In this sense, BAS platforms validate behavior against known techniques, but do not necessarily formulate new adversarial hypotheses or explore creative attack paths outside the predefined script.

Continuous validation: a necessity, not an alternative

The previous discussion reveals an evident tension: traditional pentesting offers analytical depth, while BAS platforms provide frequency and continuous measurement.

Both approaches solve different parts of the problem, but neither, in isolation, eliminates the gap between evaluation and operational change.

When an organization modifies infrastructure, incorporates new services, or adjusts configurations, a validation performed weeks earlier may no longer accurately reflect the current state. Not because it was incorrect, but because the environment itself has changed.

Industry figures — such as the high recurrence of digital extortion schemes and the sustained economic impact of cybercrime — indicate that adversarial activity is persistent. The exploitation of vulnerabilities does not occur sporadically; it occurs continuously, targeting whatever is available at any given moment.

In this context, continuity must be understood as a methodological adjustment to that reality. If the environment changes regularly and adversarial activity is constant, validation cannot depend exclusively on isolated exercises.

The goal is not to increase testing indiscriminately, but to keep security evaluation aligned with the real operational state of the environment.

At this point, automation becomes essential — but not sufficient. The repetitive execution of predefined techniques allows organizations to measure control consistency, but not necessarily to interpret the context in which those findings become relevant.

This is where artificial intelligence takes on a functional role. Not as a replacement for human offensive judgment, but as a mechanism to extend its reach.

AI makes it possible to analyze large volumes of configurations, logs, and testing results, identify recurring exposure patterns, and suggest possible chaining paths between vulnerabilities that, when evaluated individually, might appear minor.

Within a continuous validation model, AI acts as a correlation and prioritization layer. It reduces the time between detection and analysis, models probable escalation scenarios, and facilitates the identification of assets whose compromise would generate greater operational impact.

The value does not lie in automating thinking, but in accelerating processing. The formulation of adversarial hypotheses remains a strategic function; AI helps make it scalable.

Strike’s approach

Based on this methodological evolution, at Strike we have developed an approach that combines continuous automation, artificial intelligence, and human offensive expertise to validate the security posture of organizations operating in dynamic environments.

Our model aims to reduce the gap between operational change and security validation, enabling recurring evaluation of the real exposure of assets.

Strike’s platform performs continuous offensive emulations that analyze configurations, exposed surfaces, and potential attack paths across complex environments. Through artificial intelligence models, the system correlates findings, prioritizes risks according to their potential impact, and models escalation scenarios that reflect plausible adversarial behaviors.

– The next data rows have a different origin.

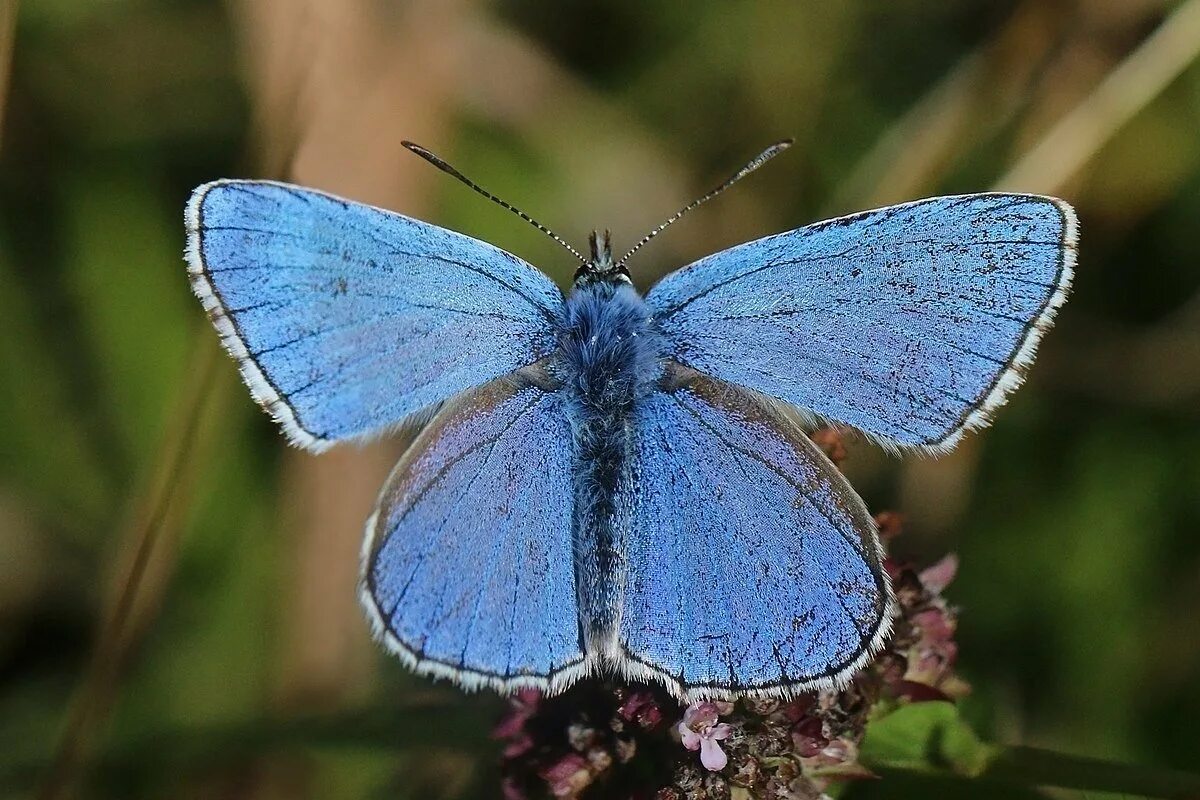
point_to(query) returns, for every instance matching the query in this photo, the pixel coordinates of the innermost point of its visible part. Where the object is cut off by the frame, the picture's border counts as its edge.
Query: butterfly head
(601, 265)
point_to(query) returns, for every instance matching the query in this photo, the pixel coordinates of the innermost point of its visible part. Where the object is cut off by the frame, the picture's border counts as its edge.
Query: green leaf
(925, 737)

However, automation alone does not constitute a complete validation.

For this reason, Strike’s approach also integrates offensive security experts, who analyze the results, formulate new adversarial hypotheses, and manually validate scenarios that require contextual interpretation or strategic creativity.

This hybrid model enables continuous risk evaluation, combining the processing speed of artificial intelligence with the analytical judgment of ethical hacking specialists.

The result is a validation process that does not rely exclusively on point-in-time exercises or closed catalogs of techniques, but rather evolves alongside the technological environment of the organization.

In a scenario where the attack surface constantly grows and adversaries operate without interruption, effective security is no longer based solely on detecting vulnerabilities, but on continuously validating how they could be exploited under real conditions.